Bir kahkaha tufanı kopuyor telefonun diğer ucunda. Her ne kadar komik görünse de derin bir hüznü barındırıyor bu diyaloğun perde arkası. Evet, kitaplarıyla arasında 30-40 santimlik bir mesafe olmasına rağmen onları alıp okuyamayan bir adamın trajik hikayesidir bu.
İşte orada duruyor üstad Dostoyevski’nin kitabı. Uzanıp okumak istiyor adam. Tam niyetlenince adamın zevce-i paki (hanımı) niyetini seziyor ve bütün haşmetiyle: “Hayır! Kesinlikle hayır! Gömüleceksin yine o kitaplara!” uyarısını yapıyor. Adam, bakkaldan çikolata çalmak üzere olup da yakalanan bir çocuğun utancını yaşıyor. Sırtında yaşanmamış hikayeler, okunmamış kitaplar yüklü bir kaplumbağa misali başını usulca yuvasına sokuyor.

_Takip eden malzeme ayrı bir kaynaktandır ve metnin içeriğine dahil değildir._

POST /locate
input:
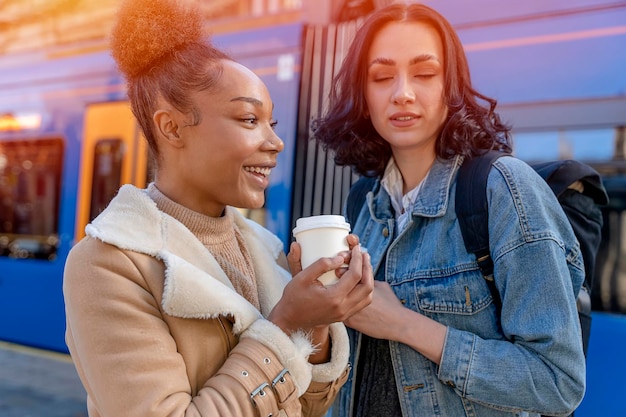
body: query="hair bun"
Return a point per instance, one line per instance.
(148, 30)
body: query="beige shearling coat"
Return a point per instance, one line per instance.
(155, 328)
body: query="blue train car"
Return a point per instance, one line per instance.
(68, 140)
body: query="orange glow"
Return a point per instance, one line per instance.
(558, 37)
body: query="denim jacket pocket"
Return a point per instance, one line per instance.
(462, 301)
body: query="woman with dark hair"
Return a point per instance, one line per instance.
(176, 304)
(433, 342)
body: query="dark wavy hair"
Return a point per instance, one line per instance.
(345, 129)
(160, 48)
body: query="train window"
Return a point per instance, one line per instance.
(583, 144)
(30, 186)
(107, 174)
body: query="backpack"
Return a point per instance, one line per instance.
(582, 209)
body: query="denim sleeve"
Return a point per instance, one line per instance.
(539, 365)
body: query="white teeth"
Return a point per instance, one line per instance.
(259, 170)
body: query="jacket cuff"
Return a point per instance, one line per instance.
(339, 356)
(293, 352)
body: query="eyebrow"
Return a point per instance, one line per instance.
(250, 100)
(415, 60)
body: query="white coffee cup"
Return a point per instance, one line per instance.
(321, 237)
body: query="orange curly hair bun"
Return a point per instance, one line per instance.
(148, 30)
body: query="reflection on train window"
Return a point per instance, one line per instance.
(30, 178)
(107, 174)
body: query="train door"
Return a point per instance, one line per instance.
(113, 153)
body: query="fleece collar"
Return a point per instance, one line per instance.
(195, 286)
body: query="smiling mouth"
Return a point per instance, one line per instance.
(259, 170)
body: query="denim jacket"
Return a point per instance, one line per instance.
(527, 360)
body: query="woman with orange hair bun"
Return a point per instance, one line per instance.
(176, 304)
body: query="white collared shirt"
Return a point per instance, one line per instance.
(393, 183)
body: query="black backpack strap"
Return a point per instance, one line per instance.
(582, 208)
(561, 174)
(356, 197)
(473, 213)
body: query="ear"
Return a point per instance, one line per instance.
(167, 126)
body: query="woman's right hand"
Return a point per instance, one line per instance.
(306, 303)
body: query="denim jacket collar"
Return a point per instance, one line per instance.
(432, 200)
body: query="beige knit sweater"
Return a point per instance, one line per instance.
(222, 237)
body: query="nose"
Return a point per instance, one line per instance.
(274, 142)
(403, 93)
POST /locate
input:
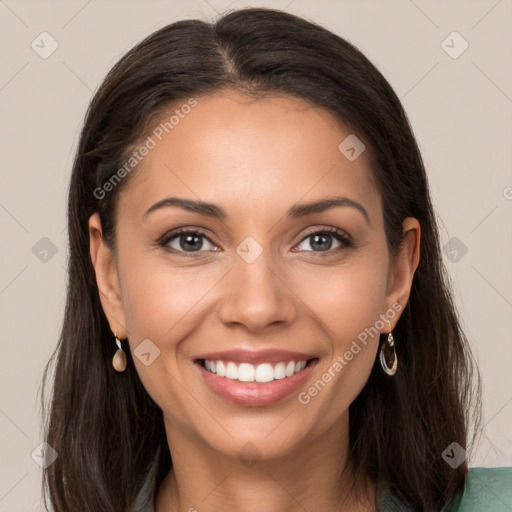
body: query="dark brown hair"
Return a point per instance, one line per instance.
(104, 425)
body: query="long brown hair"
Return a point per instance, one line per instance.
(106, 429)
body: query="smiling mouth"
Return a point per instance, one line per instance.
(262, 373)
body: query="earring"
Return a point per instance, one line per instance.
(388, 359)
(119, 359)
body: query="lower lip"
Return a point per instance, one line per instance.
(256, 394)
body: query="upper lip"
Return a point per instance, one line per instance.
(256, 356)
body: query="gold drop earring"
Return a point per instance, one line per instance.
(119, 359)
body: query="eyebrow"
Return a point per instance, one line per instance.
(295, 212)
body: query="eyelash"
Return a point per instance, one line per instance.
(336, 233)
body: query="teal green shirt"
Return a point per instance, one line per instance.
(486, 490)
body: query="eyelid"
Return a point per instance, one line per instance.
(341, 236)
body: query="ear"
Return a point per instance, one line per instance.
(403, 265)
(107, 278)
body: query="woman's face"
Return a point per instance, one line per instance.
(263, 281)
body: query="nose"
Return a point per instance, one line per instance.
(257, 295)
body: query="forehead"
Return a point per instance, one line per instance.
(230, 148)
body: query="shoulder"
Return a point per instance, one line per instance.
(485, 489)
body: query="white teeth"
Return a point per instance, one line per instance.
(279, 371)
(220, 369)
(264, 373)
(232, 371)
(246, 372)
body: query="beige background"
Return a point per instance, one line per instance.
(460, 110)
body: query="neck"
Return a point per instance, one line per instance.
(315, 476)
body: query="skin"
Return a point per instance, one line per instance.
(255, 159)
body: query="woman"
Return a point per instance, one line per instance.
(257, 315)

(Aslında adamın zevce-i paki de kitap okumayı sevmektedir. Hatta evin kütüphanesinde adamın kitaplarından daha fazla kitabı vardır. Lakin muhtemeldir ki hanımlık genleri gereği adamın kitap okumasına karşı stratejik bir derinlikle antipati beslemektedir. Çok fazla derinlere dalıp boğulma riskiyle karşı karşıya kalmadan söze kaldığımız yerden devam edelim.)

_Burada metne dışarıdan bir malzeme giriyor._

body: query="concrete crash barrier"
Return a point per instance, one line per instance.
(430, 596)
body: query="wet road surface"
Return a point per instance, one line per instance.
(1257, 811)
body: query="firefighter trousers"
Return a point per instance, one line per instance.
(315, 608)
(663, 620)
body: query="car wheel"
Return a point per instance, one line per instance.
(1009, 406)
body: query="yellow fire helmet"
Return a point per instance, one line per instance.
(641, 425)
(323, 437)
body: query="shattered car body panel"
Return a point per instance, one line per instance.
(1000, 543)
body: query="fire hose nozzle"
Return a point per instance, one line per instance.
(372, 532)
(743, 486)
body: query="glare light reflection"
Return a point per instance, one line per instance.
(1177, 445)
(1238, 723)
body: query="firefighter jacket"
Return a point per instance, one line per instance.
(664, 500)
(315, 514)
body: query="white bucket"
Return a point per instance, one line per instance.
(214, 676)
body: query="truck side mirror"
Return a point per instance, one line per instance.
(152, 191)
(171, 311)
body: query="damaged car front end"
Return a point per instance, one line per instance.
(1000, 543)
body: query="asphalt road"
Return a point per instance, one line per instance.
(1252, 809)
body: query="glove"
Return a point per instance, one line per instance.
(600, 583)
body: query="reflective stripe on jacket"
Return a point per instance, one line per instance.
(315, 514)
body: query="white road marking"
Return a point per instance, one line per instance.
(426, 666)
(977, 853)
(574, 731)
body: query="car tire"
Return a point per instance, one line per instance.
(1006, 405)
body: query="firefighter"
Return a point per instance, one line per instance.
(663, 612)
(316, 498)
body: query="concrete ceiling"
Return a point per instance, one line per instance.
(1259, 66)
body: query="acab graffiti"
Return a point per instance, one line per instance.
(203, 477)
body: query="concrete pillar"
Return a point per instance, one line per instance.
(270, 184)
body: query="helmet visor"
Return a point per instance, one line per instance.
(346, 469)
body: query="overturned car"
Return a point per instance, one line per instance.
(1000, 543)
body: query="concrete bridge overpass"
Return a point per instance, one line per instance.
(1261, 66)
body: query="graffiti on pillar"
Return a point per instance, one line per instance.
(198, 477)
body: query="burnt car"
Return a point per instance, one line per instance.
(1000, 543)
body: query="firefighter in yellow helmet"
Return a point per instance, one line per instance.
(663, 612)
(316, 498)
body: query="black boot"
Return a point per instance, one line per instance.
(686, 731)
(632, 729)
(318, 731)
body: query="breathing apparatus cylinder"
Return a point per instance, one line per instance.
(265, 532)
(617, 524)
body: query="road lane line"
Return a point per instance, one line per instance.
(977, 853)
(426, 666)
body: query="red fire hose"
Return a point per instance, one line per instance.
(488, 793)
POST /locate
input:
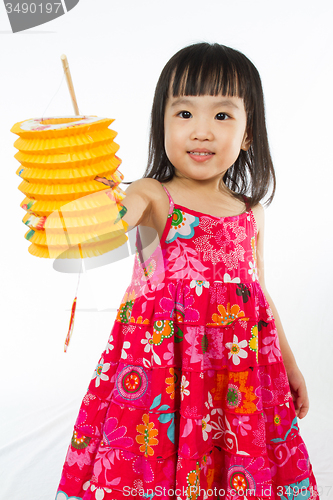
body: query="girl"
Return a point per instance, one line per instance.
(197, 393)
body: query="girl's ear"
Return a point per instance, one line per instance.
(247, 140)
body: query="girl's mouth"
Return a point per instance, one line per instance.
(200, 156)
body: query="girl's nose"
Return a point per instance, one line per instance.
(202, 131)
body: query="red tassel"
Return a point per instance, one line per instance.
(71, 325)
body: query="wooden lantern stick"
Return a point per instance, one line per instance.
(69, 83)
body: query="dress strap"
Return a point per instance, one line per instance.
(247, 202)
(171, 203)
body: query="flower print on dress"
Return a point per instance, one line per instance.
(81, 450)
(109, 346)
(149, 347)
(99, 490)
(182, 225)
(115, 436)
(162, 329)
(236, 351)
(277, 421)
(217, 293)
(126, 345)
(227, 279)
(181, 300)
(63, 496)
(206, 427)
(194, 336)
(125, 310)
(253, 342)
(242, 426)
(99, 373)
(271, 347)
(173, 382)
(183, 385)
(184, 262)
(198, 286)
(244, 292)
(228, 316)
(253, 271)
(248, 475)
(226, 247)
(147, 436)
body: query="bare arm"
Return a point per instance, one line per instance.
(137, 204)
(295, 377)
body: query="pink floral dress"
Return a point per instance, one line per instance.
(190, 399)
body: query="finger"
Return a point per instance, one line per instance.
(303, 412)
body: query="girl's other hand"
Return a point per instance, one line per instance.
(298, 391)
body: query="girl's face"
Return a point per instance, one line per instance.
(203, 135)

Dostoyevski! Ah Dostoyevski! Onun yüzünden ne siyasi ne diplomatik krizler yaşanmıştır şu hanede. Misal, bir gün adam Suç ve Ceza’yı okurken mutfakta zevce-i paki ve küçük kızı arasında yaşanan cihan harbini duymamıştır. Bu duyamayış, bu kitabın içine “gömülüş”, bu zahiri alemden kopup gidiş adama pahalıya patlamıştır. Gece olup da uyku vakti gelince yastığının dibinde Dostoyevski kitaplarını görmüş ve şaşırmıştır adam. Kapıda öfkeli bir ses olanca haşmetiyle gerekli izahı yapmaktadır: “Dostoyevski’ne sarılıp uyuyabilirsin!”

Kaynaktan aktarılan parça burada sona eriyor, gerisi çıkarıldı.